Le sujet du télétravail passionne et de nombreux journaux lui ont consacré une large place ces derniers jours, de Courrier international à Mediapart ou encore aux Echos Week-end.

L’hebdomadaire Le 1 y a également consacré son numéro de la semaine dernière. Plusieurs voix s’y expriment pour mettre en perspective cette idée séduisante. Ainsi de la sociologue Danièle Linhart, qui considère que la culture française du travail n’est pas la plus propice au télétravail. Avant le confinement, en effet, seuls 3 % des salariés français le pratiquaient, ce qui est moins que la plupart de nos voisins. Pour la sociologue, cette frilosité "est caractéristique de la nature du management français, pour des raisons historiques, liées à la confrontation très marquée entre patronat et syndicats pendant les Trente Glorieuses.
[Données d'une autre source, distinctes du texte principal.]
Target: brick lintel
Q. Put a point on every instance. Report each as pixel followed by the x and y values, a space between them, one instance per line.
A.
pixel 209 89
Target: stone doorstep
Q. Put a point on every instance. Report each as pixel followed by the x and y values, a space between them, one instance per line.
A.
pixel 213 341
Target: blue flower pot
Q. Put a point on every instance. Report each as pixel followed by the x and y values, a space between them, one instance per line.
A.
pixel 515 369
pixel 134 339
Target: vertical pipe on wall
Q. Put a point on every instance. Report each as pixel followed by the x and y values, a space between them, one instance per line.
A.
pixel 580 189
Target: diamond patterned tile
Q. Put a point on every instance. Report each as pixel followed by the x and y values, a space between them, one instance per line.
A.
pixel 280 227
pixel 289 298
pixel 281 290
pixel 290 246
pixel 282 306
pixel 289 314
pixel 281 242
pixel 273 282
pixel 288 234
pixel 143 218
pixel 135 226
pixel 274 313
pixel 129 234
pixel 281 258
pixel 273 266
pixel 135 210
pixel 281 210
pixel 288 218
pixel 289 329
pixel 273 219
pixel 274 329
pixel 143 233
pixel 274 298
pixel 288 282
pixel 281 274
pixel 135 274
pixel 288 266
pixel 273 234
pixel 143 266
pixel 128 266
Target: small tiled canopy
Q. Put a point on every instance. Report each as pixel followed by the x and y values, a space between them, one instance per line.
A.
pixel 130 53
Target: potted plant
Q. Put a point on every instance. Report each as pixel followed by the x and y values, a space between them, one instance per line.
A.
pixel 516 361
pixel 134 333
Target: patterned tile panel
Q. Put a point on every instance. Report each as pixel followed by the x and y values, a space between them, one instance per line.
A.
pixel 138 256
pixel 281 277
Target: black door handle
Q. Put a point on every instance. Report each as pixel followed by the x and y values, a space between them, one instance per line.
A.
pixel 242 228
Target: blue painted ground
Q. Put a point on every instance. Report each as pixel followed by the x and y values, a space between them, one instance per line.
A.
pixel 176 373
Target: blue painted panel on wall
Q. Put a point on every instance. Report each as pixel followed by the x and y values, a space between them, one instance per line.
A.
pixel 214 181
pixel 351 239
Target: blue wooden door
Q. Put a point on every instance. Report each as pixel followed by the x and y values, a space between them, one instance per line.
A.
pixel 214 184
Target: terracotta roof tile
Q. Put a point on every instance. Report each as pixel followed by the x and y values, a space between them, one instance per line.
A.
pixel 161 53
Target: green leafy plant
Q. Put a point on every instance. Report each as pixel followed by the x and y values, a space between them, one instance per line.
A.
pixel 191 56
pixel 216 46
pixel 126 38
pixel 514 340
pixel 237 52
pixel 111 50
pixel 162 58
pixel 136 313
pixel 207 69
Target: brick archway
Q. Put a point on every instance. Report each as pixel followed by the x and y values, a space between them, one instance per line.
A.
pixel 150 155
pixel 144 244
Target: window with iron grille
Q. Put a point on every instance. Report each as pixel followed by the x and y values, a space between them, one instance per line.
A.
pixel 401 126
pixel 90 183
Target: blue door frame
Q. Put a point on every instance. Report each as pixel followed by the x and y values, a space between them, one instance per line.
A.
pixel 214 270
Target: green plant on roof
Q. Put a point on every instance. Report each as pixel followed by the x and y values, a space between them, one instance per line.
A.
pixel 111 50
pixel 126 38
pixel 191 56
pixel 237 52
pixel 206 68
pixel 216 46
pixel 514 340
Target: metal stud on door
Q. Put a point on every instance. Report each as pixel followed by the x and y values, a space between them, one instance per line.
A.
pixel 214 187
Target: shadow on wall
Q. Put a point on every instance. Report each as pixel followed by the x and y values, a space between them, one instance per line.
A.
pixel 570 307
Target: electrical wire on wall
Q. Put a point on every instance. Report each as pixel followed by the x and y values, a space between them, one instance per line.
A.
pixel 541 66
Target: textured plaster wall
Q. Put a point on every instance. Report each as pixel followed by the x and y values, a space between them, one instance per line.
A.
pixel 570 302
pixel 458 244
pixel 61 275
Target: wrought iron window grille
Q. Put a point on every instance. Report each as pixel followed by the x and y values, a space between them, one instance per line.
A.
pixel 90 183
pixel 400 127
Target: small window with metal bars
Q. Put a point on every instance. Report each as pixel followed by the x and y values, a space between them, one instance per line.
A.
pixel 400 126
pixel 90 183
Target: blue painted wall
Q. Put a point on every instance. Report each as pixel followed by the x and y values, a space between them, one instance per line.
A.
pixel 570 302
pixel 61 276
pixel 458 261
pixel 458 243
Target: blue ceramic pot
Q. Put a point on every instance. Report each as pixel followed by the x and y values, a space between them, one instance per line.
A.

Ce rapport de force permanent a mené à l’idée que les salariés devaient être sous emprise, contrôlables. Et la meilleure façon de les contrôler est de les avoir à l’œil, en présentiel, grâce à une hiérarchie intermédiaire de proximité. La tradition sociale est différente en Grande-Bretagne ou en Allemagne, avec un rapport de confiance plus important entre employeurs et salariés. Le télétravail pouvait être vu comme un relâchement de ce contrôle, si prisé en France"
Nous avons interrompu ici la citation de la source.